Building a 2nd histogram with a total value, not a score

Novice user on the forum. Please help me. I have a data set: x, y coordinates, each x, y has a value. I want to build a two-dimensional histogram that displays the sum of the values ​​in each bin with a color scale. matplotlib hexbin is straightforward.
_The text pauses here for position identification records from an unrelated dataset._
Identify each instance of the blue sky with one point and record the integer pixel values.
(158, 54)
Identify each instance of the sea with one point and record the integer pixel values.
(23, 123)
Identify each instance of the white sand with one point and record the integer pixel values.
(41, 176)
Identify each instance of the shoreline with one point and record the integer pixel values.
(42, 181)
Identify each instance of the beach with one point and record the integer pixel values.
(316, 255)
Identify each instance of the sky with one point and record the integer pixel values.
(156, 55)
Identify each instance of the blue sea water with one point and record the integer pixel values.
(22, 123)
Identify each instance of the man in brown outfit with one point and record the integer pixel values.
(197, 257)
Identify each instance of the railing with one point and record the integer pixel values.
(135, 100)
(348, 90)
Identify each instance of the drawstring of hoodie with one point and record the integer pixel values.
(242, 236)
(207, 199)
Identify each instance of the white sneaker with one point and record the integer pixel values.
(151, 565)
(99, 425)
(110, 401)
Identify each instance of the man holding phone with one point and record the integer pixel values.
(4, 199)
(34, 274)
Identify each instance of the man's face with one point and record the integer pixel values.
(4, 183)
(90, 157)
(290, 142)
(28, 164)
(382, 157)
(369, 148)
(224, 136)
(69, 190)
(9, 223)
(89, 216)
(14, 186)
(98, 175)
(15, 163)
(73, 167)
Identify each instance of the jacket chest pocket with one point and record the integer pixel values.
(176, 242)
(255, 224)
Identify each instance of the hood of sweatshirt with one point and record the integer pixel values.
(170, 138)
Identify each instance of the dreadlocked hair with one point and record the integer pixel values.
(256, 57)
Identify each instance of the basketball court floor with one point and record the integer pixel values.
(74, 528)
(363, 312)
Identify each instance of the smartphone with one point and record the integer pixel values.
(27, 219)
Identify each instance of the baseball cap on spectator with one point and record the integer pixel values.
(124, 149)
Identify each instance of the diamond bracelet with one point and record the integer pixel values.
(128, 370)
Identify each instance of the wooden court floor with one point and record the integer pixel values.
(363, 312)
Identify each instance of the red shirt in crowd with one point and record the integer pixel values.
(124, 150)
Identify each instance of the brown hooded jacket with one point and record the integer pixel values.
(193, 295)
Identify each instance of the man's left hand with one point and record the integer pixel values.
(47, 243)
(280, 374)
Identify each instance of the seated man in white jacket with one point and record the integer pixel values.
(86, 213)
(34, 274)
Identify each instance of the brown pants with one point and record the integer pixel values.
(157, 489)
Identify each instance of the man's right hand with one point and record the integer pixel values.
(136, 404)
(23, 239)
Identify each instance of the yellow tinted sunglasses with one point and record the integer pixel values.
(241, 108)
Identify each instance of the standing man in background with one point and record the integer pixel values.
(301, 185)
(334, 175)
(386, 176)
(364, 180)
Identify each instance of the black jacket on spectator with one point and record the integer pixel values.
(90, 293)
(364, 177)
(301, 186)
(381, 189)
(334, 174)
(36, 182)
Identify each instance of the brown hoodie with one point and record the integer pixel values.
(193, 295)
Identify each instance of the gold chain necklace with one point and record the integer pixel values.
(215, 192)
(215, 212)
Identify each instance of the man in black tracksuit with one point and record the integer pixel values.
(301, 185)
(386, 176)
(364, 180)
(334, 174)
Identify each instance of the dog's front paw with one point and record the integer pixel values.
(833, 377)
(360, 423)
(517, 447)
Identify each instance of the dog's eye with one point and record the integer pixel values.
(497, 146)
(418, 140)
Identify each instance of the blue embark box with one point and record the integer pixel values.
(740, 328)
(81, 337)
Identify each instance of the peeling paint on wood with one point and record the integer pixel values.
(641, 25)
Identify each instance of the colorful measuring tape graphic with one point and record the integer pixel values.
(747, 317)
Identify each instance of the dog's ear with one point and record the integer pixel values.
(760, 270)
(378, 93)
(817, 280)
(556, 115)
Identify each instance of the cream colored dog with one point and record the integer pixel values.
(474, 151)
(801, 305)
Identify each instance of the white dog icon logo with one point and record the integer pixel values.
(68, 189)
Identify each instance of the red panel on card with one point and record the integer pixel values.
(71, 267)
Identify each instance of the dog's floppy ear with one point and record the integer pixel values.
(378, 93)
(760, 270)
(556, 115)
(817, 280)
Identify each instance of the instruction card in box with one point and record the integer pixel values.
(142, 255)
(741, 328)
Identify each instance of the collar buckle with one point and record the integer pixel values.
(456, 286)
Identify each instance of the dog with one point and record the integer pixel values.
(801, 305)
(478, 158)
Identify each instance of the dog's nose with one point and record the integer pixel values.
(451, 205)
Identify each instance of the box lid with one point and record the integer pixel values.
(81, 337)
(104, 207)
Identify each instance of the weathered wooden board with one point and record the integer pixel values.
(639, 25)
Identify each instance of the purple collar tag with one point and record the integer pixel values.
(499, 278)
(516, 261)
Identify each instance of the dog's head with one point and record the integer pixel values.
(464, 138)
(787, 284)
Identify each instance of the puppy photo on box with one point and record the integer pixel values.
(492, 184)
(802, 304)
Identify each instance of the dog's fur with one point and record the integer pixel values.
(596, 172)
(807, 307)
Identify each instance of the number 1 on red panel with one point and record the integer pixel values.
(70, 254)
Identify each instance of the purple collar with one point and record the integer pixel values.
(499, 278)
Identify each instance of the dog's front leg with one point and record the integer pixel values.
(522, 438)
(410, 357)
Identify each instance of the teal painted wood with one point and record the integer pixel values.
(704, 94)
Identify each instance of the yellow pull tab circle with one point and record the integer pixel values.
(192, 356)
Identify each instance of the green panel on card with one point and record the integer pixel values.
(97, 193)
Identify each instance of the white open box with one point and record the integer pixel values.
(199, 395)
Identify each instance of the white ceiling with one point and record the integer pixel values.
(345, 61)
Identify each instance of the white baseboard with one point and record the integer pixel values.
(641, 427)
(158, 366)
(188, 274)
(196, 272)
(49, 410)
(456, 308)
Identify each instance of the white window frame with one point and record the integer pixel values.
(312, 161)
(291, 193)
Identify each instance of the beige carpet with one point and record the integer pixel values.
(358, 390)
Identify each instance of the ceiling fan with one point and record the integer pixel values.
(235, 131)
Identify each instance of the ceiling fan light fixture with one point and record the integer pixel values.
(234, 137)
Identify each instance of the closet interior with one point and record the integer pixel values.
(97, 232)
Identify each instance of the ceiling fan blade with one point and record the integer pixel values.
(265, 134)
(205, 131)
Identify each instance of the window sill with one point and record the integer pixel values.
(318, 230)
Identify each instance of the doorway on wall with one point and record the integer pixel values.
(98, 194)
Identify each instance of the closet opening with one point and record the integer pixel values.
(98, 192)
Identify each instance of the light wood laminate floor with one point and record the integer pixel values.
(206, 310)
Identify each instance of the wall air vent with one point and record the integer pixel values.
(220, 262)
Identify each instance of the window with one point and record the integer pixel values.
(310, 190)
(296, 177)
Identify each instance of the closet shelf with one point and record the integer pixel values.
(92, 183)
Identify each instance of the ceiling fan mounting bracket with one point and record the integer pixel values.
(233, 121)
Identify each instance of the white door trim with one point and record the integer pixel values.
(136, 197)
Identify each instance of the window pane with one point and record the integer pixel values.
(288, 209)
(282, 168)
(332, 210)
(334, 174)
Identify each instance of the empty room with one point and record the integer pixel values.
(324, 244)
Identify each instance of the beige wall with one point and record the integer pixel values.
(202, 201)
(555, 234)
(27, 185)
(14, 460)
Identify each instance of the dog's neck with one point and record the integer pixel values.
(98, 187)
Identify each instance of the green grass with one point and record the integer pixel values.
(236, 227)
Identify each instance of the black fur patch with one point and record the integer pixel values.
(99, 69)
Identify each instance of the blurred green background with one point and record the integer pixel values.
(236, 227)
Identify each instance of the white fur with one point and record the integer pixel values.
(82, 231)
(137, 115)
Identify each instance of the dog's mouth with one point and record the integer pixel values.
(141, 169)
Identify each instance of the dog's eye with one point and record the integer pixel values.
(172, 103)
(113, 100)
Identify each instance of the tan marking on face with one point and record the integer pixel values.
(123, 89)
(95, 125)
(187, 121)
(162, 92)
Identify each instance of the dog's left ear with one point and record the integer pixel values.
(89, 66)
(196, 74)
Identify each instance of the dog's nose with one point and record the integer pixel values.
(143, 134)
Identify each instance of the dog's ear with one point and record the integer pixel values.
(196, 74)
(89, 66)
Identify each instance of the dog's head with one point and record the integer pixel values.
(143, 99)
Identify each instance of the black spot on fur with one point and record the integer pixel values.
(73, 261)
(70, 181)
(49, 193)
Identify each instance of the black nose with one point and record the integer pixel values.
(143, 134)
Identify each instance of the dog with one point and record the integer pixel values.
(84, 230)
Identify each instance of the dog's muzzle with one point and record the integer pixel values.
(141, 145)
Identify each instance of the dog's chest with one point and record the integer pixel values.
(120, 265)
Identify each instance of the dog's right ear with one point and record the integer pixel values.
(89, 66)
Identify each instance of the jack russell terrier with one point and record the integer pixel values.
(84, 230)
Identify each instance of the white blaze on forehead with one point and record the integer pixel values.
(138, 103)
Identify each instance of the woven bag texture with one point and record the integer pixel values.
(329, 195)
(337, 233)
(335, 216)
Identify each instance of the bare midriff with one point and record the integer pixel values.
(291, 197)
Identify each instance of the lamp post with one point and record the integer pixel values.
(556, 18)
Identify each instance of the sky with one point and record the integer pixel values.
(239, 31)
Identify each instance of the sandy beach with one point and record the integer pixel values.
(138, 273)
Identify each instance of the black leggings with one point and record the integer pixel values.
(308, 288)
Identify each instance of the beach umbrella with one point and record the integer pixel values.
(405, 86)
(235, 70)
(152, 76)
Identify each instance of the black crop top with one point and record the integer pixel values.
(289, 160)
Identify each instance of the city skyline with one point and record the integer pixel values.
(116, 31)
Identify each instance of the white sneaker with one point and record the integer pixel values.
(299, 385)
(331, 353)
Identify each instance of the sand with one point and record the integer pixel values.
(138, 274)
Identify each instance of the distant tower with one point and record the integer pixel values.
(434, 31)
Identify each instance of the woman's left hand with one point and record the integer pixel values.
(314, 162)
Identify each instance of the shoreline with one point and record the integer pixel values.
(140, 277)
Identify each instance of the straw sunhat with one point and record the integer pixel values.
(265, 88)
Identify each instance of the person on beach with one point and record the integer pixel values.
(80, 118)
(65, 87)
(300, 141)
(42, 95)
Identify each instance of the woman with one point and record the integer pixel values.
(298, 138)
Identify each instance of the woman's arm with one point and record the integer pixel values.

I can do it. eg:

import matplotlib.pyplot as plt
import numpy as np
from matplotlib.colors import LogNorm

xpos = np.random.rand(0,10)
ypos = np.random.rand(0,10)
plt.hexbin(x = xpos, y = ypos, C=mass, cmap= plt.cm.jet, gridsize=100, reduce_C_function=sum, bins="log")  
cb = plt.colorbar()
cb.ax.set_ylabel('log (sum value in each bin)')
plt.xlabel('Xpos')
plt.ylabel('Ypos')
plt.show()

However, I am struggling to make a similar plot with histogram2d or matplotlib hist2d. I think I need to somehow combine binned_statistic_2d and histogram2d. No problem if I replaced the line plt.hexbin above:

plt.hist2d(x = xpos, y = ypos, bins = 50, norm = LogNorm())

Any clue? I look at the forum, but I can not find the working code.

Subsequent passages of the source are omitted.